When soldiers kill, how do you tell if it's murder or military action? Should a country stand behind its officers even if they make the wrong decisions in the heat of battle? Which is more important, one man's life and reputation, or peace in the Middle East? These are the provocative questions that the latest film from director William Friedkin (The French Connection, The Exorcist) could have tackled.
Instead, after a heart-pounding hour of expertly crafted battle scenes in Vietnam and the Middle East, interspersed with character building and exposition, the movie descends into a predictable courtroom drama. Rather than explore the complex motivations of war hero Col. Terry Childers (Samuel L. Jackson, Pulp Fiction) for ordering a massacre of demonstrators outside the U.S. embassy in Yemen, the filmmakers merely dust off his halo and put it back atop his head.
The whole second half of the movie must have been shot in the late afternoon, given the slatted shadows the window blinds cast over the courtroom. Orson Welles did it much better. The characters, initially complicated and dark, end up being easily classified good guys and bad guys.

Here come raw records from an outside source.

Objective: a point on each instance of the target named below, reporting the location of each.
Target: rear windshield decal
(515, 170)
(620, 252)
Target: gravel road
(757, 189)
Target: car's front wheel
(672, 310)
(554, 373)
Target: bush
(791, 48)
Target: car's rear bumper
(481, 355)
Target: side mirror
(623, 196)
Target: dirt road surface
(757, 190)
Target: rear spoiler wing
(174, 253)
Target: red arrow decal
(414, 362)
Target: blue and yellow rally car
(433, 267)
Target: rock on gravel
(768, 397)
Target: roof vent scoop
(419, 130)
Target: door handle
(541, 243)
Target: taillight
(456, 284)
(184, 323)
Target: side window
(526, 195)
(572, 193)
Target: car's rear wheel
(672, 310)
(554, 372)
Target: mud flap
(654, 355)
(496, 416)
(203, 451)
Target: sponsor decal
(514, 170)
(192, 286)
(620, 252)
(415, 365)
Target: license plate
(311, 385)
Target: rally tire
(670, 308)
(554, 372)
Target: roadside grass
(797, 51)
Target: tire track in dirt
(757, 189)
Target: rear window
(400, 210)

Even the attorney Major Mark Biggs (Guy Pearce, L.A. Confidential) prosecuting our hero turns out to be intent on nailing him for old infractions, despite early protestations of fair-mindedness.

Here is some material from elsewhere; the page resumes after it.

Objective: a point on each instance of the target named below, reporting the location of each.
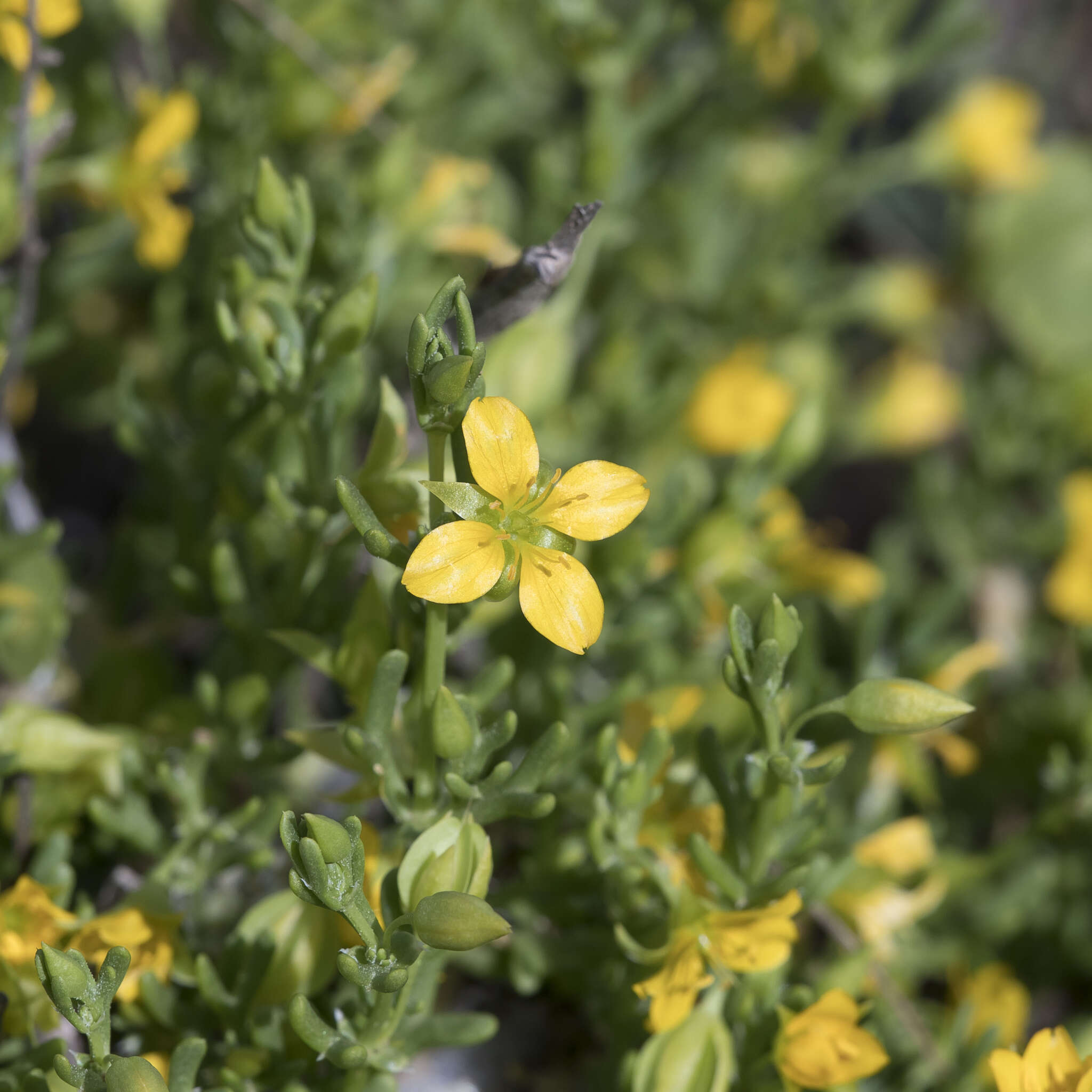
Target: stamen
(550, 488)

The production is world-class, with touches like the U.S. ambassador to Yemen (Ben Kingsley) under heavy fire, stopping for his suit jacket before crawling across his office floor to escape the embassy. The cinematography offers breathtaking views of a walled North African town and surrounding landscapes. (Though set in Yemen, the movie was shot in Morocco.)

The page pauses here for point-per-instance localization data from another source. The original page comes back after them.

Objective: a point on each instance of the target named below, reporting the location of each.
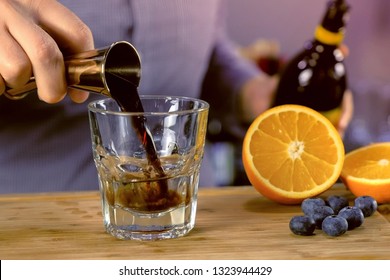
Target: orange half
(366, 171)
(292, 152)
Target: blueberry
(309, 204)
(337, 202)
(320, 213)
(353, 215)
(367, 204)
(334, 225)
(302, 225)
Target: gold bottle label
(327, 37)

Sound is used to chilling effect, with eloquent contrast between the chaos and noise of battle and the utter silence of death. Buzzing flies signal death whether in Vietnam or Yemen. Interesting camera angles shine a new perspective on otherwise mundane scenes.
The acting is also superb, from Pearce and Jackson and especially Tommy Lee Jones as Col. Hays Hodges, a mediocre lawyer who defends Childers because the man saved his life three decades earlier in Vietnam. Jones conveys a damaged psyche with just his stance. Pearce is somewhat miscast as the straight-arrow U.S. military lawyer, with his perpetual shadowy mustache and his accent morphing from Aussie to New York to Southern.
By the end of the film, you long for the return of subtlety. You are given laughably obtuse messages, such as Childers telling Hodges "You never measured up to your old man'' about 45 minutes after the audience figured out that same fact. Screenwriter Stephen Gaghan should have stuck to his guns and given a fully fleshed, complex portrait of the decisions officers make in the heat of battle. Instead, we get pabulum.